Evaluating an extraction splits along two axes — is there a gold answer
(*reference-based*) or not (*reference-free*), and are we scoring one item or a whole
corpus. `ek` gives you both halves through two facades over one shared typed schema:

- **`score()` / `evaluate()`** — *reference-based*: compare against gold, one item or
  a corpus, the metric chosen by output type (string → CER/WER, record → field-F1),
  aggregated *correctly* (global error-rate accumulation, micro-F1; never a naive
  mean) with optional per-slice cuts.
- **`estimate_quality()`** — *reference-free*: gather signals → calibrate → validate →
  decide accept/flag/block, with no gold answer.

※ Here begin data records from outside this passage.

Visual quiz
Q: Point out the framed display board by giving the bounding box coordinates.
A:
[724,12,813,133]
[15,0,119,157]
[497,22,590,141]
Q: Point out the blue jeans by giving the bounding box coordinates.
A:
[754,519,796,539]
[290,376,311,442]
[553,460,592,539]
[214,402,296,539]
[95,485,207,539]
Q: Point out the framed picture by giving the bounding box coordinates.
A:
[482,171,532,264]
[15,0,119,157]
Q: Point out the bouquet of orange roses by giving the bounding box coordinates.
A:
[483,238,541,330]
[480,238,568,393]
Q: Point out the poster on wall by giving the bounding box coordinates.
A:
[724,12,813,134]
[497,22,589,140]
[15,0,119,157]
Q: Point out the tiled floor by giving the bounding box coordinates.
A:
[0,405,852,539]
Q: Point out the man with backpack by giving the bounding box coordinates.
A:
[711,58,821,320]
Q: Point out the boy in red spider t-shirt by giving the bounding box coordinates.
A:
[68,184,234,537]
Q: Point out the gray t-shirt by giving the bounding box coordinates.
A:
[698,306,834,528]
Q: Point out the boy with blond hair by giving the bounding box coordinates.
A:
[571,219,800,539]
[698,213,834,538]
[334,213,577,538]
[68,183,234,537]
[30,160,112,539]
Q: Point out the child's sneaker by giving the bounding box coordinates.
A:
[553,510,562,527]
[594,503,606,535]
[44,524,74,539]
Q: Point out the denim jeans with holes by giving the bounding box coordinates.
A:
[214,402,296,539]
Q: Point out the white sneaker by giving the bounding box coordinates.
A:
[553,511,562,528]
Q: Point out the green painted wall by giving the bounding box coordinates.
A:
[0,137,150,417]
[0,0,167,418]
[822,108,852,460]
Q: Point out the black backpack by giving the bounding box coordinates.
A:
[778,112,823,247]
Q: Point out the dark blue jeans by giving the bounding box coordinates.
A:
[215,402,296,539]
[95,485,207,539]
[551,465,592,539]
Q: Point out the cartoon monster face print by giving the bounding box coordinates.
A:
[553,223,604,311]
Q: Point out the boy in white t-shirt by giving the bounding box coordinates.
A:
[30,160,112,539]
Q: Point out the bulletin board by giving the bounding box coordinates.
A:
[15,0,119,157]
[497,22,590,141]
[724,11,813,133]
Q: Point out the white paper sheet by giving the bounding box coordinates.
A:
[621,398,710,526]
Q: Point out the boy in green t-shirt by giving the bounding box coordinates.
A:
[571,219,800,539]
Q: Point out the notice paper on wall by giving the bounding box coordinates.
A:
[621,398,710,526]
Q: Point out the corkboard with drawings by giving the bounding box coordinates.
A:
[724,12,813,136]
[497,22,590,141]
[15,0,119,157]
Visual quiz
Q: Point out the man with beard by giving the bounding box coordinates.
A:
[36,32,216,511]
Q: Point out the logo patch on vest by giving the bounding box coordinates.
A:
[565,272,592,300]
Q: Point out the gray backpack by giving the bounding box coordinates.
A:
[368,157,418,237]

Everything swappable is a strategy injected with a smart default, so the simple call
works out of the box and every layer stays replaceable.

## Evaluate an OCR engine

The first concrete instance: measure OCR accuracy over a gold corpus. `ek` consumes
[`ocracy`](https://github.com/thorwhalen/ocracy)'s normalized `OcrResult`, so it can
benchmark any of its ~16 engines — or any `image -> OcrResult` callable of your own.

```python
import ek.ocr

gold = {"inv-1": {"image": "scan.png", "reference_text": "INVOICE 2024", "slice": "invoices"}}
report = ek.ocr.evaluate_ocr(
    "ocrmac", gold, metric="cer", normalize=["lower", "collapse_whitespace"], persist=True,
)
report.aggregate          # corpus CER
report.per_slice          # CER per document slice
report.detail["per_item"] # prediction, reference, score, confidence per document
```

Gold corpora, results, and runs persist to local `dol` stores under
`~/.local/share/ek/`.

## Install

```bash
pip install ek            # lean, permissive core (dol, config2py, jiwer, rapidfuzz)
pip install "ek[ocr]"     # + the ocracy OCR fleet (install engines via ocracy extras)
pip install "ek[all]"     # + the permissive capability tiers (metrics, calibration, ...)
```

Heavier or copyleft/non-commercial libraries are never installed by default; see the
extras in `pyproject.toml`. Some capabilities (e.g. the cost-weighted typed-graph
metric and the ROVER consensus engine) are on the roadmap — see the tracking issue.

## CLI

```bash
ek cer "hello wrld" "hello world"     # character error rate
ek wer "hello wrld" "hello world"     # word error rate
ek where                              # the local data folder
ek check tesseract                    # what an OCR engine needs to run
```

## For contributors

The architecture, conventions, and the research behind the design are documented for
agents and humans in **[AGENTS.md](AGENTS.md)**, the dev skills under `skills/`, and
the research reports under `misc/docs/`.